Another Deputy Minister, Njabulo Nzuza, had a similar experience in 2020. The number two to Aaron Motsoaledi at the Department of Home Affairs had just left a shopping centre in Midrand, north of the Johannesburg central business district, when he was followed and stopped by armed men in a vehicle with blue flashing lights – the type law enforcement officers use. Using a similar modus operandi to that in the Makwetla incident, they shoved Nzuza on to the floor in the back of his luxury car, a Range Rover, and drove around with him for some time, all the while withdrawing cash using his bank cards. He was later discovered in Mamelodi West, in Tshwane, sans the Range Rover, his two cellphones and wallet.
That even the elites in our society – those with 24/7 protection – are not immune to violent crime is indicative of how deep-seated this scourge has become. Some say, and many believe, the situation is spiralling out of control, pointing to the more than 6 000 murders in three months that Police Minister Bheki Cele reported when he presented the country’s latest crime statistics in June. That’s almost three murders every hour.
The 2023 iteration of the Institute of Economics and Peace’s (IEP’s) Global Peace Index ranks South Africa among the worst countries – at 144th out of 163 countries – on the safety and security subindex, which considers criminality, political instability, violence and unrest. This places South Africa just ahead of Ukraine, which is at war with Russia.
Besides the trauma that crime causes, there is an economic cost too, with the IEP estimating that this came to R3.3-trillion in 2022, which comprises a sizable portion of the country’s gross domestic product. This aggregate figure comprises direct and indirect costs to victims, businesses and government.

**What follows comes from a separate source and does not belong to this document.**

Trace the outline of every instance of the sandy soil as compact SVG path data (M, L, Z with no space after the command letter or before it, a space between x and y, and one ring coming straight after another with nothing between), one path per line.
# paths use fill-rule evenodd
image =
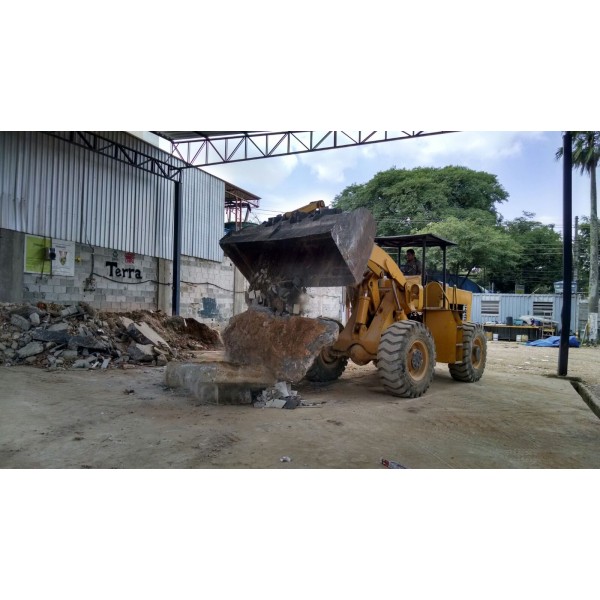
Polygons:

But how did we get here? It can’t be that crime is in the DNA of a large chunk of the South African population. Giving her take on the possible causes, former Constitutional Court judge Kate O’Regan opined in 2009 that many years of unjust arrests and imprisonment during the apartheid era may have weakened the sense of respect that some people have for the law. Turning the situation around would take time and much effort, she argued, adding that the remedial process started badly when those who were responsible for gross human rights violations under apartheid were not held to account.
Picking up on this theme in an article she penned many years later, Institute for Security Studies researcher Chandré Gould observed that, while South Africa’s laws have substantially changed for the better, a widespread sense of impunity lingers. This attitude is demonstrated in many small things, such as the many people, including police officers, who drive without fastening their seatbelts and disregard red traffic lights, and teachers who continue to administer corporal punishment.
Of course, financial hardship as a result of the country’s high unemployment rate can’t be ruled out as a cause of the crime crisis. But dealing with impunity would be a good starting point in tackling this scourge.